Prismatic batteries use aluminum casings because thickness and structural design can compensate for aluminum’s lower strength while maximizing its advantages—light weight, easy stretch forming, good heat dissipation, and cost efficiency. This makes aluminum ideal for EV and energy storage battery packs.

Q5: Why do many cylindrical batteries still use steel casings?

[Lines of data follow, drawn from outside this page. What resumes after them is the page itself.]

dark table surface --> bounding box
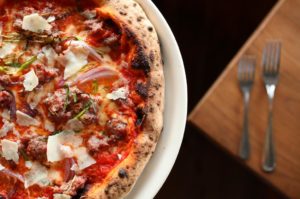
[150,0,289,198]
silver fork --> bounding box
[238,56,256,160]
[262,41,281,172]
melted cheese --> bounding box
[41,45,58,67]
[74,147,96,170]
[0,43,16,59]
[22,13,52,33]
[0,119,14,137]
[24,162,50,188]
[23,70,39,91]
[47,131,83,162]
[106,87,128,100]
[1,139,19,163]
[16,110,40,127]
[61,45,89,80]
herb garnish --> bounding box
[20,149,29,161]
[73,93,77,103]
[17,56,37,73]
[74,100,92,120]
[63,85,70,112]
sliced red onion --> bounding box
[6,90,16,121]
[71,67,118,86]
[0,169,24,183]
[70,40,103,62]
[7,178,17,198]
[64,158,76,182]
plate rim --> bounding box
[125,0,188,198]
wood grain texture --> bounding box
[189,0,300,198]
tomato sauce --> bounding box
[0,0,148,197]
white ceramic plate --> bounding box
[125,0,187,198]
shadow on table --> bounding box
[150,0,289,198]
[156,124,288,199]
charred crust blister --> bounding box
[135,83,148,98]
[118,168,128,179]
[119,10,127,16]
[131,46,150,73]
[135,107,146,126]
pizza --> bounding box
[0,0,164,198]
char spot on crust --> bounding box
[148,26,153,32]
[131,46,150,73]
[137,16,143,22]
[119,11,127,15]
[118,168,128,179]
[149,135,154,141]
[149,107,154,113]
[136,107,146,126]
[136,83,148,98]
[150,50,155,63]
[124,27,134,39]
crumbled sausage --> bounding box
[44,88,69,121]
[35,65,58,85]
[43,87,98,124]
[54,175,87,196]
[0,91,13,108]
[0,75,12,88]
[106,119,127,141]
[80,113,97,125]
[25,136,47,162]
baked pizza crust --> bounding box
[85,0,164,198]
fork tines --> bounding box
[238,56,256,82]
[262,41,281,75]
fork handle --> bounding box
[239,91,250,160]
[262,108,276,172]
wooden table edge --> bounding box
[188,0,291,197]
[188,0,285,122]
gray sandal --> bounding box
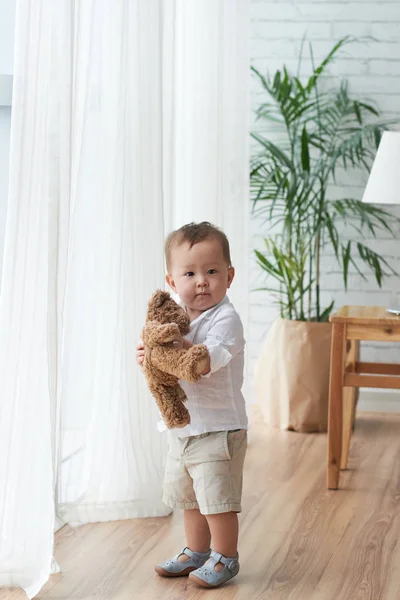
[189,551,239,587]
[155,547,211,577]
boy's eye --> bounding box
[208,269,217,275]
[185,272,194,277]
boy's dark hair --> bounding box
[165,221,231,271]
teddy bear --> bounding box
[141,290,210,429]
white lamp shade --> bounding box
[362,131,400,205]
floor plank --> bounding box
[2,410,400,600]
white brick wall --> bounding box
[249,0,400,401]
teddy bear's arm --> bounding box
[141,321,180,347]
[150,344,210,384]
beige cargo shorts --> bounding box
[163,429,247,515]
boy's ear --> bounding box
[165,273,177,293]
[227,266,235,289]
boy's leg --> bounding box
[155,510,211,577]
[186,430,247,575]
[178,509,211,563]
[205,512,238,571]
[157,433,212,577]
[205,511,238,556]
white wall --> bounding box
[249,0,400,402]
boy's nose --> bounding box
[197,276,209,287]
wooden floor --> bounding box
[2,410,400,600]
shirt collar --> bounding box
[187,295,229,327]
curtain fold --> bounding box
[0,1,249,597]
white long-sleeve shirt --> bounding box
[165,296,248,438]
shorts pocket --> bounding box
[222,431,231,460]
[189,431,231,464]
[226,429,247,460]
[167,432,184,460]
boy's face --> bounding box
[166,239,235,320]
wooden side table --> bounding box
[327,306,400,490]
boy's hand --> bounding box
[136,342,145,367]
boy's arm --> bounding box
[184,310,244,377]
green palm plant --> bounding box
[251,38,397,321]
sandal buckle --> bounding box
[228,560,237,571]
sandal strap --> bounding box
[179,547,211,565]
[180,547,194,559]
[210,551,239,572]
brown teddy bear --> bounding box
[142,290,210,428]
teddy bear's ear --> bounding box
[151,289,171,308]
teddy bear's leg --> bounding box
[163,385,191,428]
[177,385,187,401]
[148,381,190,429]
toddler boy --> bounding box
[136,221,247,588]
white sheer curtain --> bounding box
[54,1,170,525]
[0,1,249,598]
[0,3,57,596]
[163,0,249,327]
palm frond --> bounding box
[250,37,397,321]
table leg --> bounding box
[341,339,360,470]
[327,323,345,489]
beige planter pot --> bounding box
[255,318,332,433]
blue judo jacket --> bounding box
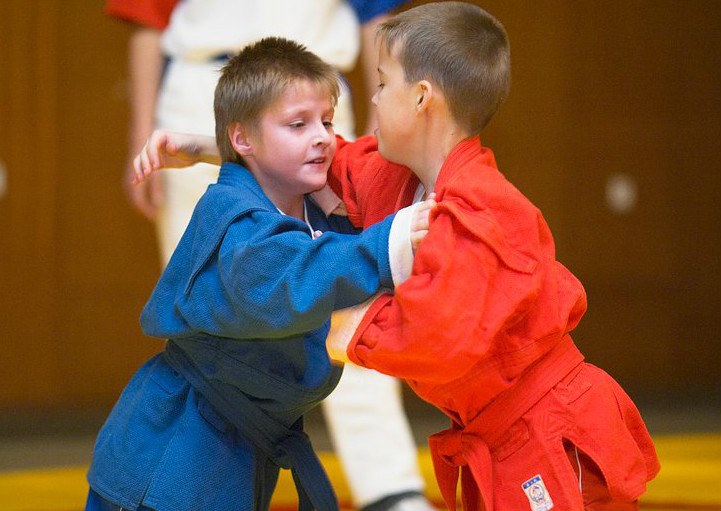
[88,163,395,511]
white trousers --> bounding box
[155,59,425,506]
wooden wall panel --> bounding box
[0,1,162,409]
[51,1,164,406]
[0,0,61,405]
[554,1,721,393]
[1,0,719,412]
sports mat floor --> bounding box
[1,434,719,510]
[1,400,719,511]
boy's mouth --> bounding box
[306,157,327,165]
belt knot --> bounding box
[429,426,494,511]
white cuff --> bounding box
[326,295,379,363]
[388,203,417,286]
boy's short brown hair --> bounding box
[378,1,510,135]
[214,37,341,164]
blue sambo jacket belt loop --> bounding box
[164,341,339,511]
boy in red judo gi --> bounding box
[132,3,660,509]
[326,3,661,510]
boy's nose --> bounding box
[313,126,331,146]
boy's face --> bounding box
[372,41,417,166]
[242,79,336,208]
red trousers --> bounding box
[564,441,639,511]
[431,363,659,511]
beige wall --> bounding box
[1,0,719,410]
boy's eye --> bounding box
[323,121,334,129]
[289,122,305,129]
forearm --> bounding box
[187,135,221,165]
[127,26,163,155]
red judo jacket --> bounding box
[329,135,659,510]
[331,135,586,411]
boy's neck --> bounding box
[270,194,306,220]
[412,118,468,194]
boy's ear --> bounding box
[228,122,253,156]
[416,80,433,113]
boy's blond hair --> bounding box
[378,2,510,135]
[214,37,341,164]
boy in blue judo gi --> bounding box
[85,37,434,511]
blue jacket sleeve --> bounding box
[347,0,408,23]
[176,210,395,339]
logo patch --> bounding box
[522,474,554,511]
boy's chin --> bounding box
[376,140,402,166]
[376,133,395,160]
[308,179,329,194]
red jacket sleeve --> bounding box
[105,0,178,30]
[328,135,415,229]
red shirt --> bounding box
[105,0,178,30]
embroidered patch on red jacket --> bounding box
[522,474,554,511]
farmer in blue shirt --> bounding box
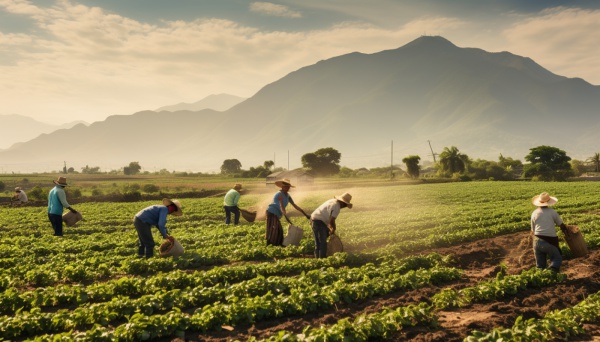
[47,176,78,236]
[133,198,182,258]
[265,179,310,246]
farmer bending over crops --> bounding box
[265,179,310,246]
[310,192,352,258]
[133,198,182,258]
[531,192,567,272]
[47,177,78,237]
[223,183,242,225]
[12,187,28,205]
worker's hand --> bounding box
[285,215,292,224]
[304,213,310,220]
[69,207,78,214]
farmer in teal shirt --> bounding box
[47,176,78,236]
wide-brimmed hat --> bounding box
[162,198,183,216]
[53,176,68,186]
[275,178,295,188]
[335,192,353,209]
[532,192,558,206]
[234,183,242,190]
[15,187,22,192]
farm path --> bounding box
[174,230,600,342]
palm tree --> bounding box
[438,146,468,176]
[587,153,600,172]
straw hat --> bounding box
[162,198,183,216]
[234,183,242,191]
[335,192,353,209]
[275,178,295,188]
[53,176,68,186]
[15,187,22,192]
[532,192,558,206]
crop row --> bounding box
[2,264,462,340]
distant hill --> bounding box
[155,94,246,112]
[1,36,599,173]
[0,114,88,150]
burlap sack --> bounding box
[327,233,344,256]
[563,225,588,257]
[62,211,83,227]
[159,237,184,257]
[240,209,257,222]
[283,224,303,246]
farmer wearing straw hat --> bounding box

Cylindrical batteries like 18650 and 21700 cells often use steel casings because their small diameter requires very high radial strength to withstand internal expansion forces. Steel provides superior mechanical rigidity in this specific geometry.

Q6: Is aluminum compatible with high-voltage lithium-ion batteries?

Yes. In LiPF₆-based electrolytes, aluminum forms a stable passivation layer (AlF₃) at voltages above 4.3V, which protects it from corrosion. This makes aluminum highly suitable for modern high-voltage lithium-ion battery systems.

Q7: What is the lightest lithium-ion battery casing option?

Pouch batteries using aluminum-plastic composite film are the lightest option. They offer the highest energy density but require external structural support within the battery pack.

Conclusion

The use of aluminum-plastic composite film for 3C batteries and aluminum casings for large cells is an optimized choice for lithium-ion battery development. It meets the core demands of consumer electronics, EVs, and energy storage industries for:

• High energy density

• Good heat dissipation

• Electrochemical stability

• Safety

• Controllable cost

Aluminum casings, with their irreplaceable advantages of lightweight and good thermal conductivity, have prevailed over heavier, stronger steel casings. Steel casings are still used in special applications requiring extreme mechanical strength or where weight is not critical.